This book put a smile on my face in a way that so many other leadership books just don't. John Zenger and Joseph Folkman, along with Scott Edinger, have managed to write a book that contributes valuable insights to the ever-expanding literature on leadership analysis and development, while steering clear of the managerial platitudes that typically hamper books on leadership. How does a leader become inspired? How does a leader inspire others? What steps can a leader take in order to strengthen their ability to lead effectively?

In The Inspiring Leader, Zenger, Folkman, and Edinger explore these questions while also providing compelling research data and practical ideas that the reader can use to improve his own leadership skills. The authors' easy-to-read writing style, their sharing of pertinent experiences, and the quotes that are strategically placed throughout the book all mesh together to create a delightfully informative read.

Interested in learning more about inspiration? In the book, the authors admit that in the past they had avoided the topic of inspiration because the concept is often too difficult to measure and define. But this time around, the authors use data from research that they conducted while writing their previous book, The Extraordinary Leader.

While the authors previously examined the multitude of characteristics that effective leaders possess, The Inspiring Leader targets the one ability that almost all high-performing leaders share with one another: the ability to inspire and motivate. By focusing on this one ability, the authors were able to provide readers with specific actions that they can take to be better leaders.

Part 1 focuses on why inspiration is so important when it comes to leadership. The authors back up their claims by comparing attributes of successful leaders with the success or failure of the organizations that they work for. The authors' holistic approach to analyzing the research was evident in that they reviewed not only responses from leaders and managers, but also responses from their subordinates and external stakeholders. While Chapters 2 and 4 contain insight based on empirical data, I think that the authors' use of statistics terminology may be a bit excessive and could prove to be unappealing to some readers. Chapter 3 gives a wonderful overview of some of the advantageous behaviors that an inspirational leader can elicit from his or her subordinates.

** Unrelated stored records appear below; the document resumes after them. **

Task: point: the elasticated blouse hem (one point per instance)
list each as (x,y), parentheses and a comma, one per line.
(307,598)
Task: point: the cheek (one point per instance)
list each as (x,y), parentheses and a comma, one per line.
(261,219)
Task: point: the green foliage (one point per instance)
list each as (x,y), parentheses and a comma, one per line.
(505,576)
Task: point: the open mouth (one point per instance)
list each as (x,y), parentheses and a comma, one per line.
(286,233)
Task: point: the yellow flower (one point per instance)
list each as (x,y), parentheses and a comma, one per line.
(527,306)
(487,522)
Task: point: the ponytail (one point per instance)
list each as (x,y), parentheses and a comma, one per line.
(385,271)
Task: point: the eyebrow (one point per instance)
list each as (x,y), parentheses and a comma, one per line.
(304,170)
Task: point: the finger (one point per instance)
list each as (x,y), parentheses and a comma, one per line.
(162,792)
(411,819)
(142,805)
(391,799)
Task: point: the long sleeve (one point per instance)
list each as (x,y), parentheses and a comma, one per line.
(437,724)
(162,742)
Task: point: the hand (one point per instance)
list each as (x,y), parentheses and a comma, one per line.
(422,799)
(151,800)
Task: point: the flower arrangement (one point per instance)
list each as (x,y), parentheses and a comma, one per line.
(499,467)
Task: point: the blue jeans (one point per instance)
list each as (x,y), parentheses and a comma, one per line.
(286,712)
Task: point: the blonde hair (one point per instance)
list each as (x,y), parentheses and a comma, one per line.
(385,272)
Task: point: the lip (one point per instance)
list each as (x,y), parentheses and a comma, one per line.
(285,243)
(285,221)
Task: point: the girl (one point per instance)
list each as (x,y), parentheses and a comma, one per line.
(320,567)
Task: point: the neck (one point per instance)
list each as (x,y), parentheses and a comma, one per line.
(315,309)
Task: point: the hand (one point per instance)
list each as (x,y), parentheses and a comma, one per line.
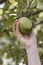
(27,40)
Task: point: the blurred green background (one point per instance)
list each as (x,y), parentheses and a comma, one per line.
(11,50)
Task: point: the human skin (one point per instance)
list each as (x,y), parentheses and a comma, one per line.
(30,44)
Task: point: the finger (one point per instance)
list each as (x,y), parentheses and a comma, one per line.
(14,26)
(18,34)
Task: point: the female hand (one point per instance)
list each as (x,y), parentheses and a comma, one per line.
(27,40)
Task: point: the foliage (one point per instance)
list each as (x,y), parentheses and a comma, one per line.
(33,9)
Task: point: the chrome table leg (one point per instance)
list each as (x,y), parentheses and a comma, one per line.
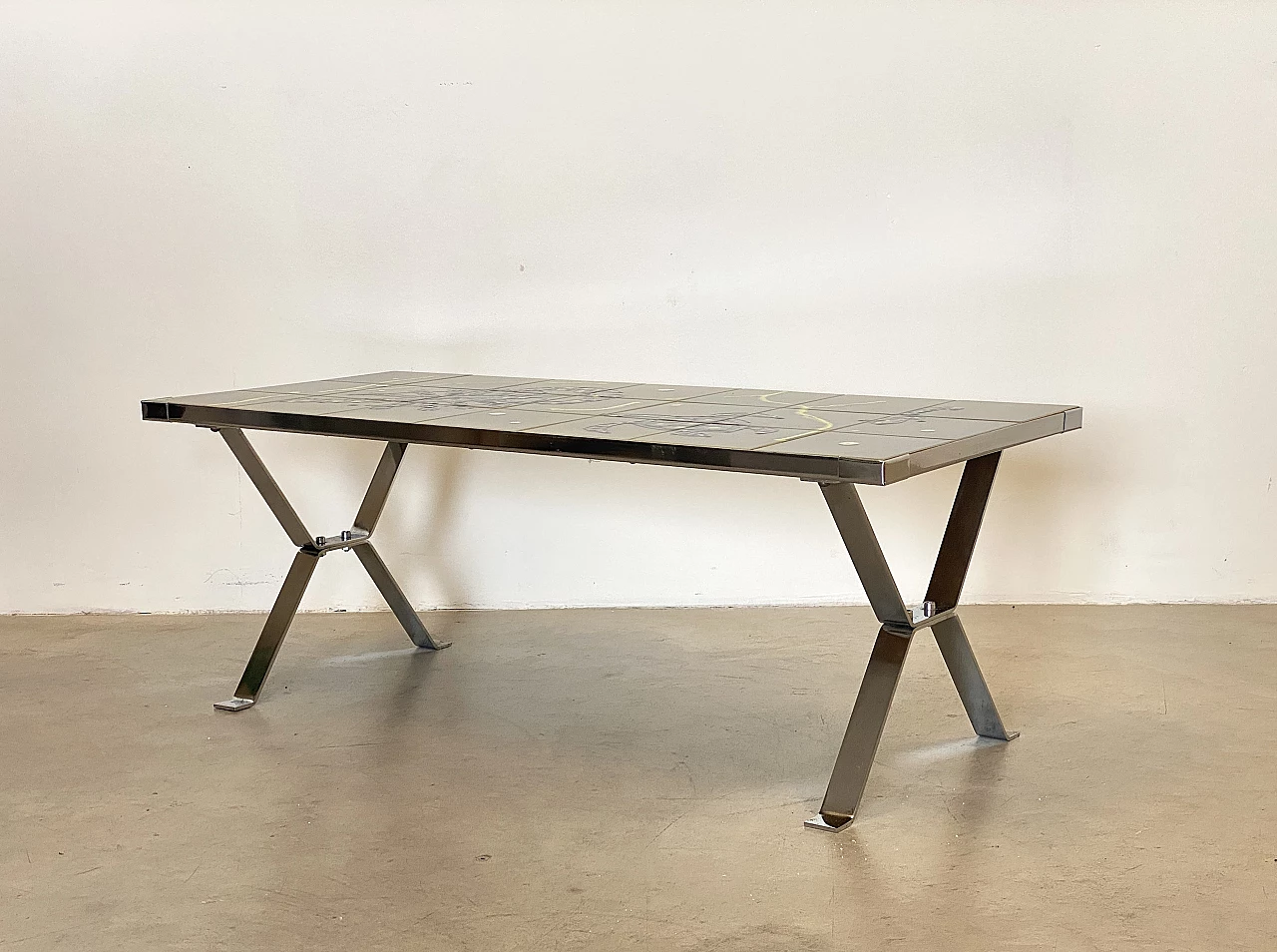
(309,551)
(899,624)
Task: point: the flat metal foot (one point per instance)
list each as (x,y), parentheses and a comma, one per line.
(830,824)
(233,705)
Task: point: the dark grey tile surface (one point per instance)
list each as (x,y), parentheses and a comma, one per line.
(532,411)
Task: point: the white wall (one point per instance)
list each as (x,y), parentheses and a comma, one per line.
(1064,202)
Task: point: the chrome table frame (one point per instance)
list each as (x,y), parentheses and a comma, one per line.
(899,625)
(310,550)
(402,408)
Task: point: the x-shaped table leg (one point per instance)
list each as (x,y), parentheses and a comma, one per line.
(310,550)
(899,625)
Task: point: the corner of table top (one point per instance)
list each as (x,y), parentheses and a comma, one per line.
(155,410)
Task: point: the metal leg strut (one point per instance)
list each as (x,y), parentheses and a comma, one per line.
(899,624)
(310,550)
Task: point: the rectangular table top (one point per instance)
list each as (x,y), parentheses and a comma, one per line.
(828,437)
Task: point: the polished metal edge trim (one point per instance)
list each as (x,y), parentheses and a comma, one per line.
(981,445)
(757,461)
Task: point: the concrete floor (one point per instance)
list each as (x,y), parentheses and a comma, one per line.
(606,779)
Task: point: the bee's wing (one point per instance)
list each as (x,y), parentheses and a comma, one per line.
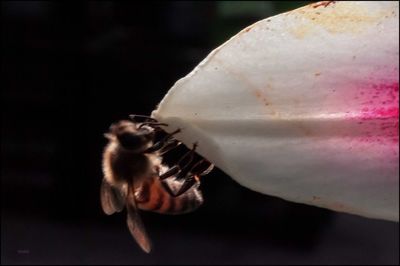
(112,199)
(135,224)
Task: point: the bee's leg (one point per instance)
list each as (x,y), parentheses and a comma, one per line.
(166,141)
(201,168)
(179,171)
(181,166)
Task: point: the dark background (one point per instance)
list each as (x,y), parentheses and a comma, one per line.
(71,69)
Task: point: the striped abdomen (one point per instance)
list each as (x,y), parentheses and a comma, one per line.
(151,196)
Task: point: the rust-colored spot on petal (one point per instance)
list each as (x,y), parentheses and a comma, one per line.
(323,3)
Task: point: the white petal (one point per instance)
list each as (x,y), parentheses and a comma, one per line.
(303,106)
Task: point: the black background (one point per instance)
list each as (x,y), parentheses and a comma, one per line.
(71,69)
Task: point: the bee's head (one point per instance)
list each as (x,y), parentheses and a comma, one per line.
(132,137)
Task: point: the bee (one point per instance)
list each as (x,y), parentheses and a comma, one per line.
(136,178)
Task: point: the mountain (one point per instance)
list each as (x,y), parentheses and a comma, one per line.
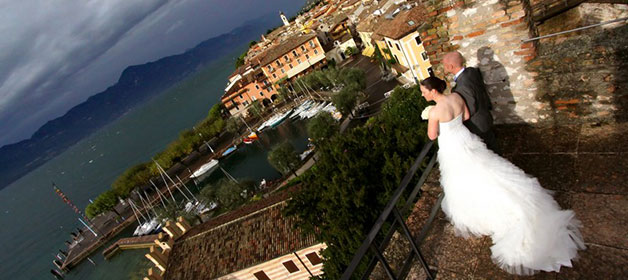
(136,85)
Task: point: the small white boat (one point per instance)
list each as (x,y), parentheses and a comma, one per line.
(280,118)
(304,106)
(205,170)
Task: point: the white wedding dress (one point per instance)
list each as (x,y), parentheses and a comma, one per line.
(485,194)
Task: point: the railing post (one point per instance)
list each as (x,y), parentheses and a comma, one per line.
(415,248)
(379,255)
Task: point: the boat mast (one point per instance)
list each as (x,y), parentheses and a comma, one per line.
(165,182)
(161,198)
(172,181)
(186,188)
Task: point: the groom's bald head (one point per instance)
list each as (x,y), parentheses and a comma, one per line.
(452,62)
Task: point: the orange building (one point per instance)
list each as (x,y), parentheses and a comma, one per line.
(292,58)
(246,85)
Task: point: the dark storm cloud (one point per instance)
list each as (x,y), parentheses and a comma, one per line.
(55,54)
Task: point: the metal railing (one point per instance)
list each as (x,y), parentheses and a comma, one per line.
(395,217)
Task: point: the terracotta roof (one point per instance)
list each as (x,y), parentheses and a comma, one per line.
(285,47)
(233,242)
(403,23)
(367,25)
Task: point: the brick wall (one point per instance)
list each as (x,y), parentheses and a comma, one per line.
(532,82)
(583,76)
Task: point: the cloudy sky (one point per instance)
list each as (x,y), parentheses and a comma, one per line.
(55,54)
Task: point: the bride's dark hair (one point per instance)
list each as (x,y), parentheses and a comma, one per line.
(434,83)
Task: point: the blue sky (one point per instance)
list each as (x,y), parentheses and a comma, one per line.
(55,54)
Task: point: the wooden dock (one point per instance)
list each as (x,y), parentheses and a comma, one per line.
(139,242)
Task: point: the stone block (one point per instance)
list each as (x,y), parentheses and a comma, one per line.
(597,262)
(604,218)
(606,138)
(456,252)
(554,171)
(603,173)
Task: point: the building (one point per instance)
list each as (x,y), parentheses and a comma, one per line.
(292,58)
(398,38)
(254,242)
(337,49)
(246,85)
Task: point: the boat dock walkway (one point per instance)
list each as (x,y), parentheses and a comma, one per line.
(137,242)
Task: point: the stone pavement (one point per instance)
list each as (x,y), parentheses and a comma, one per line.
(586,166)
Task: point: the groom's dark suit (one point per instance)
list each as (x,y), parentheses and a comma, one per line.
(470,86)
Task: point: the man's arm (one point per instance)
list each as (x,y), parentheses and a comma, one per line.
(467,94)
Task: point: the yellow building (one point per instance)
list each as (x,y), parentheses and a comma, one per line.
(293,57)
(398,33)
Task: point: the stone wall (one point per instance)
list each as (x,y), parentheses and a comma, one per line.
(583,76)
(537,81)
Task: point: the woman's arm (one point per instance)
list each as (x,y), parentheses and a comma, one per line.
(466,114)
(432,125)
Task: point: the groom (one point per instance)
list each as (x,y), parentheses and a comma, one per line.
(470,85)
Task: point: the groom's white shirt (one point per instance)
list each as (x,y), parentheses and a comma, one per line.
(458,74)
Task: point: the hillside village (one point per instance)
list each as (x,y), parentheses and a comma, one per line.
(330,32)
(257,241)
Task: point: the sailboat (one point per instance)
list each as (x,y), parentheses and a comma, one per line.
(250,138)
(204,171)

Part 2 reads like a practical self-help book. Chapters aptly titled "Creating Vision and Direction" and "Fostering Innovation" give leaders and aspiring leaders alike a developmental roadmap that they can use to become more inspirational. While enough material exists to devote a book's-worth of information to each chapter, Zenger, Folkman, and Edinger do a fantastic job of summarizing the important points and wrapping up each chapter with a worthwhile conclusion.

I found that one of the most powerful revelations that the authors put forward is that if you want to become more inspirational, you have to become more comfortable with emotions, feelings, and moods. Too often, leaders overlook the "soft" side of business, and their subordinates, departments, and organizations suffer because of it.

The best thing about this book is that the authors provide some direction and then allow the reader to chart his own developmental course. The authors' credentials and experiences, along with their extensive research provide them with the credibility and knowledge to be able to write an effective book on such an intangible topic.

The Inspiring Leader contains subtle undertones of positive psychology, participative management, and organizational strategy in addition to its main theme of practical leadership. As more leaders in today's business environment focus on generating results, this book explains how and why leaders should inspire others to help them achieve those results. I give it three and a half cups.